Encuentro Dominicano  >  Encuentro Staff  >  Academic Director

Academic Director

Kyle Woolley

 Introduction:

 

My name is Kyle Woolley and I am the Academic and Administrative Director of Encuentro Dominicano.  I am also the instructor of EDP 361:  Social Justice in the Dominican Republic:  Sociology, History and Economics in a Caribbean Context. The course takes a look at different issues of development that the Dominican Republic encounters, from different angles.  We meet twice a week for two hours at a time and the course is meant to be one part lecture, one part seminar, and one part service learning.  Another one of my functions is to oversee your service learning projects, which take place at various schools, orphanages, soup kitchens, and also at a hospice site in and around the city of Santiago.  Apart from my duties relating to the student academic experience I also have various administrative duties that range from program finances to special development projects at the ILAC center.

 Education:

 Master of Arts Sustainable International Development, The Heller School For Social Policy and Management, Brandeis University, 2008

Bachelor of Arts in Political Science and International Relations, Saint Anselm College, 2001

 Background:

 My home base when I am in the United States is New England.  I was raised in Bangor, ME and then received my undergraduate education in New Hampshire.  Following my graduation from Saint Anselm College I lived for a year in a volunteer community in both Mexico and Chile as part of the Holy Cross Associates of the University of Notre Dame.  During that time I worked as a community organizer in an economically marginalized urban neighborhood of Santiago de Chile as well as various orphanages.  After my time as a Holy Cross Associate, I joined the Christian Brother Lay Volunteer Program and spent seven months in Bolivia studying Spanish and working in three different orphanages.  From Bolivia I moved to Peru and spend a year and a half teaching in an urban slum of Lima as well as in a village situated on the northern coast. 
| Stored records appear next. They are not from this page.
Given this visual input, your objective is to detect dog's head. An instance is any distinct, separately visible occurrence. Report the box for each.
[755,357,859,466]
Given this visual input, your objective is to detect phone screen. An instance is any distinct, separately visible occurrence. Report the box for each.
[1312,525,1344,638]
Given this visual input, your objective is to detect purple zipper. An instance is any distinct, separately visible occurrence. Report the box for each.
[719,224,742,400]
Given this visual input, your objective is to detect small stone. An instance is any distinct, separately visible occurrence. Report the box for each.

Upon my return to the United States I taught Spanish for two years at Catholic Memorial High School, a Christian Brother school, in Boston, MA.  While at Catholic Memorial I took groups of students to El Salvador and Peru and also spent a summer travelling and volunteering in the African countries of Namibia and Zambia. 

After two years of teaching, I went to graduate school at Brandeis University to study sustainable development.  At Brandeis I focused my studies on economic development, child, youth and family issues and international conflict management.  I also spent ten months in Peru working for a Peruvian Non-Government Organization (NGO) that does education reform.  During those ten months I also conducted research for my M.A. thesis that analyzed the entrepreneurial abilities of Peruvian high school students.